Pour mémoire, ce dernier permet l’obtention d’une autorisation d’instruire son enfant en famille sous réserve de justifier d’une situation propre motivant le projet éducatif.
Cependant, cette expression, ouverte à beaucoup d’interprétation, n’est clairement définie par aucun texte, ni aucune jurisprudence établie.
Lors de l’audience qui concernait une dizaine de familles pratiquant l’instruction en famille, Mme le rapporteur public a plutôt retenu la thèse du Ministère de l’Education nationale, laquelle consiste à considérer que ce motif implique de justifier d’une situation spécifique.
Au soutien de ses conclusions, elle a fait l’effort de proposer une grille d’analyse de ce motif, qui reste unique à ce jour.
Selon elle, pour apprécier l’existence d’une situation propre, le Rectorat doit effectuer une analyse reposant sur 4 critères : historique, fratrie, spécificité de l’enfant, qualité de l’instruction projetée.
Sur l’historique, le Rectorat serait censé regarder l’ancienneté de l’enfant en instruction en famille. Ce critère implique donc une sorte de prime au sortant et serait dévastateur pour tous les nouveaux entrants en instruction en famille.
La fratrie, si elle permettrait de « sauver » les nouveaux entrants disposant d’ainés pratiquant l’instruction en famille, serait elle aussi un obstacle sérieux pour les familles dont les enfants ne suivent pas le même mode d’instruction ou sont enfant unique.

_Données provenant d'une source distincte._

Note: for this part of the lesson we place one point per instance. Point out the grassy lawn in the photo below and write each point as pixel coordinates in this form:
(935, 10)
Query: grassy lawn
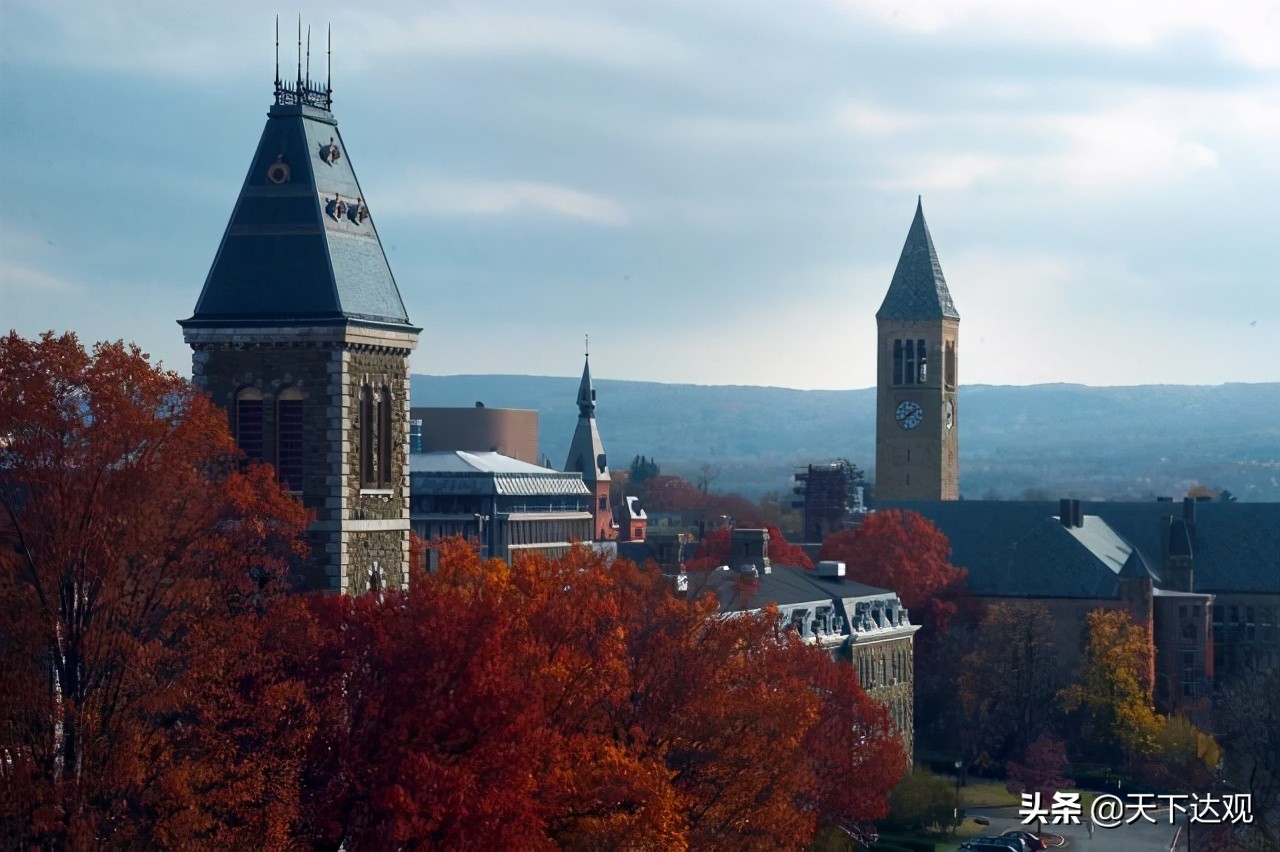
(987, 793)
(992, 793)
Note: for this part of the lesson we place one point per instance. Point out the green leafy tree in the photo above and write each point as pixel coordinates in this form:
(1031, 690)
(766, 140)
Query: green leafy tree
(920, 800)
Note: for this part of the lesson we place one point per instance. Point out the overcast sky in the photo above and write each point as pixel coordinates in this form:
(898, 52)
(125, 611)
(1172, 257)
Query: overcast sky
(716, 191)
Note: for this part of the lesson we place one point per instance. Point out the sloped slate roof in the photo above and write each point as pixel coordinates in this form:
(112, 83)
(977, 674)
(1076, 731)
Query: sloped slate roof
(461, 472)
(1237, 545)
(919, 289)
(586, 450)
(466, 462)
(787, 586)
(291, 255)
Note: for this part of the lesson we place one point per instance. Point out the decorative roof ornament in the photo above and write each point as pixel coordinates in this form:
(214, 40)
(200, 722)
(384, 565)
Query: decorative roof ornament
(919, 289)
(330, 152)
(279, 172)
(302, 90)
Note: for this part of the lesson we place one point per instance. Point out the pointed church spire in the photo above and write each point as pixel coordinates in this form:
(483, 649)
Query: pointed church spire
(919, 289)
(586, 449)
(585, 393)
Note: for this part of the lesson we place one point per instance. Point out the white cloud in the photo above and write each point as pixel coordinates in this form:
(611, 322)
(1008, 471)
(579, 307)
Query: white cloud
(440, 197)
(21, 282)
(1118, 140)
(200, 41)
(1248, 30)
(945, 172)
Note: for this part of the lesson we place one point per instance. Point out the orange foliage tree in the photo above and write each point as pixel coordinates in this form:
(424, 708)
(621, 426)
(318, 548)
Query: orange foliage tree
(904, 552)
(579, 702)
(142, 701)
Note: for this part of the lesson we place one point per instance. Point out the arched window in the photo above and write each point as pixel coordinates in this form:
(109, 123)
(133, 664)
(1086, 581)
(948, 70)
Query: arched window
(288, 439)
(368, 450)
(248, 422)
(384, 438)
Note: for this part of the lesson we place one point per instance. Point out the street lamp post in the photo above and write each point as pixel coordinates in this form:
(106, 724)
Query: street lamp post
(959, 765)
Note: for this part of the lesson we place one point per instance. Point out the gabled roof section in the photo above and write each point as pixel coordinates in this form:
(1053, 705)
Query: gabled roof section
(918, 289)
(1237, 545)
(301, 248)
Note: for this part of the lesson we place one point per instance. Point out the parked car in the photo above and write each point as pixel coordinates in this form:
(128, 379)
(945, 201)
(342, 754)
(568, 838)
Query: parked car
(1004, 843)
(1033, 842)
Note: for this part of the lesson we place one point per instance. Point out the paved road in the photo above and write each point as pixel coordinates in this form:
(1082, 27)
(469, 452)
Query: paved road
(1137, 837)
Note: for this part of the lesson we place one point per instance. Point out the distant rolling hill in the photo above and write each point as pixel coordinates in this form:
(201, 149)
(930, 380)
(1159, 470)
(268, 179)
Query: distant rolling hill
(1097, 443)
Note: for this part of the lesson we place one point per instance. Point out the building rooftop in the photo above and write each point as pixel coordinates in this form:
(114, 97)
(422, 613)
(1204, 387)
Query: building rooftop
(300, 248)
(919, 289)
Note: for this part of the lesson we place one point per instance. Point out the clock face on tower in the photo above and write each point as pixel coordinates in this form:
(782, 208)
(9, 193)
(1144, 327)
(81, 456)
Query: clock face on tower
(908, 415)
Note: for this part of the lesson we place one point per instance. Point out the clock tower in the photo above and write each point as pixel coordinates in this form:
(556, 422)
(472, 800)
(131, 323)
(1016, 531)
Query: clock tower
(917, 416)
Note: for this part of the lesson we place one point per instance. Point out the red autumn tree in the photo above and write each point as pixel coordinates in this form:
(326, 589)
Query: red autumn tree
(140, 699)
(1041, 770)
(579, 702)
(904, 552)
(432, 728)
(855, 751)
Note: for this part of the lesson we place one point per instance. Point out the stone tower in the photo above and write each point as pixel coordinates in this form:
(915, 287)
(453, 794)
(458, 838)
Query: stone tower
(917, 415)
(586, 457)
(301, 335)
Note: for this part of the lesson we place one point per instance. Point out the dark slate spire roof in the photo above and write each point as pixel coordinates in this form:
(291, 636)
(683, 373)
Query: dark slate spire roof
(585, 393)
(301, 247)
(586, 449)
(918, 289)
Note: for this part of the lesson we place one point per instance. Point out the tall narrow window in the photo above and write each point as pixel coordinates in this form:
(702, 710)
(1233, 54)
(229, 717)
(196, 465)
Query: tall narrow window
(368, 427)
(384, 438)
(248, 424)
(288, 439)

Les spécificités propres à l’enfant sont les éléments de situation propre à l’exclusion de ceux recouverts par les deux premiers critères. Spécifique restant proches de particulier, il convient là encore de se méfier.
La qualité du projet d’instruction reste en revanche un critère incontournable dans la mesure où il pèse nécessairement dans la balance des intérêts permettant de déterminer l’octroi, ou le refus, de l’autorisation d’instruction en famille.
On le voit, la grille d’analyse proposée n’est pas libérale envers les familles et tend à restreindre les autorisations fondées sur la situation propre à l’enfant.
Naturellement, nous avons combattu cette approche qui nous semble à la fois trop stricte et inégalitaire puisque les primo entrants enfant unique se retrouveraient alors dépourvus de toutes chances d’obtenir l’autorisation, sauf à disposer de particularités.
En outre, dans une approche conforme à l’intérêt supérieur de l’enfant, il nous apparaît essentiel de valoriser, pour l’essentiel de l’approche de la situation, le projet éducatif et sa qualité. Après tout, c’est bien la qualité de l’instruction qui permet de faire pencher la balance d’intérêt que le Rectorat doit réaliser.